8月14日(水)に岸田文雄首相が自民党総裁選挙への不出馬を表明したことは、国内外に大きな反響を呼び起こしました[1]。

党の刷新のためには総裁選に出馬せず、自らが身を引くことが第一歩であるという趣旨の発言を行った岸田首相については、病気により「私の政治的良心に従います」という書簡とともに65日で退陣した石橋湛山の判断を想起する人がいるかもしれません。

確かに、石橋はいわゆる「石橋書簡」において病気のために国会での予算の審議を一日も行えず、国民に対する責任を果たせないため退陣を決めたことを記しています。

そのため、「石橋書簡」の内容に従うなら、自らの出処進退を自身の判断で決めたことになり、岸田首相の判断と同様であるといえます。

しかし、当時、世論も野党側も石橋に退陣を求めておらず、日本社会党側は一度登院し、同党の質問に短時間回答すれば、その後再び休養することも容認する態度を示しました。

その一方で、自民党内では反主流派の筆頭であった河野一郎が石橋の退陣は決まったものと発言し、1956年の自民党総裁選挙の際は石橋を支持したものの、組閣時の人事によって反石橋派に回った大野伴睦も「われわれからやめろとは言えないが、どうすればよいかと聞かれれば総辞職だ」と指摘するなど、「石橋おろし」の動きが本格化していました。

従って、石橋は野党の同情的な態度や世論に従って退陣を先延ばしにすることはできても、早晩党内で反主流派による石橋政権転覆が起きることが予想されました[2]。

こうした状況を踏まえたうえで作られたのが「石橋書簡」であったことは、石橋湛山の退陣問題を考える際に不可欠となります。

むしろ、世論はともかく、岸田首相を擁しているのでは来るべき総選挙や来夏の参院選や都議選といった重要な選挙に勝利できないという自民党内の動揺を抑えきることが難しいと判断しての退陣であったと考えるなら、石橋との共通点を見出すことが可能です。

その意味で、もし岸田首相と石橋湛山を比較するのであれば、自民党内の動向を踏まえることが重要なのです。

[1]岸田首相退陣へ. 日本経済新聞, 2024年8月15日朝刊1面.
[2]鈴村裕輔, 政治家 石橋湛山. 中央公論新社, 2023年, 190-195頁.

<Executive Summary>
What Kind of Similarity Is Available between Prime Minister Fumio Kishida and Ishibashi Tanzan? (Yusuke Suzumura)

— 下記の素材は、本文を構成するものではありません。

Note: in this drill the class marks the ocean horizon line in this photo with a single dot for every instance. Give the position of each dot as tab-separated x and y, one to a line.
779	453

When Prime Minister Fumio Kishida announced his retirement from the office, some people pointed out that there was similarity with the case of Former Prime Minister Ishibashi Tanzan who decided his resignment with the phrase "obeying my political inner voice." On this occasion, we examine the validity of such kind of idea.